4. Do employees' consents to process/transfer their personal data have to be in writing?

The Labor Code and the Personal Data Law do not provide any specific requirements to the form of this consent.

However, there is an exhaustive list of situations that require employees' written consent:

  • Processing of biometric data.
  • A cross-border transfer of personal data to jurisdictions that do not provide an adequate level of protection for personal data (for more details, see item 7 below).
  • The processing of data in relation to an individual's race, nationality, political, religious and philosophical views, health or private life.
  • Transfer of an employee's personal data to a third party by the employer.

5. What is required by the Data Localization Law?

As of September 1, 2015, while collecting personal data (including through the internet or telecommunications networks) a data operator is obliged to ensure that recording, systematizing, accumulating, storage, adjustment (updating, amending) and extraction of personal data of Russian citizens is performed with the use of databases located within the territory of Russia.

6. Is cross-border transfer of employees' personal data still allowed?

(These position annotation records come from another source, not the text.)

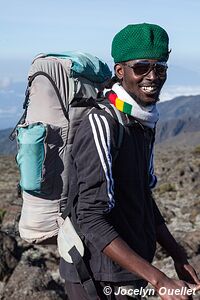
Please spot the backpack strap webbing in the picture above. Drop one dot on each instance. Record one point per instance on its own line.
(84, 276)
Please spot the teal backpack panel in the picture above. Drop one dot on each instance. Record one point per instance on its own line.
(86, 65)
(31, 155)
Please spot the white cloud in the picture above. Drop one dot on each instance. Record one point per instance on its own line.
(171, 91)
(5, 82)
(8, 112)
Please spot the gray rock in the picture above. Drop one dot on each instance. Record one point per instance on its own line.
(9, 254)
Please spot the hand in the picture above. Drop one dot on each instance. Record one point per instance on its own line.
(172, 289)
(186, 272)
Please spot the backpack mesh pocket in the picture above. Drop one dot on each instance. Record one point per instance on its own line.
(37, 157)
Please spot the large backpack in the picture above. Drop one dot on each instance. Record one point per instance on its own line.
(62, 89)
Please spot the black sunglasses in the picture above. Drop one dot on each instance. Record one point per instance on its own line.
(142, 68)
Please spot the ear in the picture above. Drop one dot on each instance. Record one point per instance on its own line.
(119, 71)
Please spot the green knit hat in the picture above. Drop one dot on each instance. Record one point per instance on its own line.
(140, 41)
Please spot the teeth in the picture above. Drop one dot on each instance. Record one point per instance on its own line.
(148, 88)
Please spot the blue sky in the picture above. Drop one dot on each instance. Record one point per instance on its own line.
(30, 27)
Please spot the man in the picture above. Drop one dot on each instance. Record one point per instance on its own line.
(115, 210)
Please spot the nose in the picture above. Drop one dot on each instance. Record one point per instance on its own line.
(152, 74)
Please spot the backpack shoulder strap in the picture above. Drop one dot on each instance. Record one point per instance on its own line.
(120, 118)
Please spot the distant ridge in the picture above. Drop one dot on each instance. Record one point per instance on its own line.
(179, 125)
(179, 122)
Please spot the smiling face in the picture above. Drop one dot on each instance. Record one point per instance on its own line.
(144, 88)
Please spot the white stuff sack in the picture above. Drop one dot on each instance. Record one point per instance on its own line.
(39, 217)
(67, 239)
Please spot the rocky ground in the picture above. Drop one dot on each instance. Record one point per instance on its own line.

Yes. Prior to the cross-border transfer of personal data, a data operator must ensure that the foreign country to which the personal data is to be transferred provides "adequate protection" of the individual's personal data.

7. What is considered an "adequate level of protection" of personal data?

An "adequate level of personal data protection" is considered to exist if the foreign state (to which the personal data is to be transferred):

  • Is a signatory to the Convention for the Protection of Individuals with Regard to Automatic Processing of Personal Data, dated January 28, 1981 (e.g. Germany, the UK, Ireland).
  • Is included in the "List of Foreign States which are non-parties to the Convention for the Protection of Individuals with Regard to Automatic Processing of Personal Data that Provide Adequate Protection of Personal Data Subject's Rights" (the "List") maintained by Roskomnadzor. The List includes, among others, Australia, Argentina, Canada, and Israel. Note that the USA is not included in the List.

The content of this article is intended to provide a general guide to the subject matter. Specialist advice should be sought about your specific circumstances.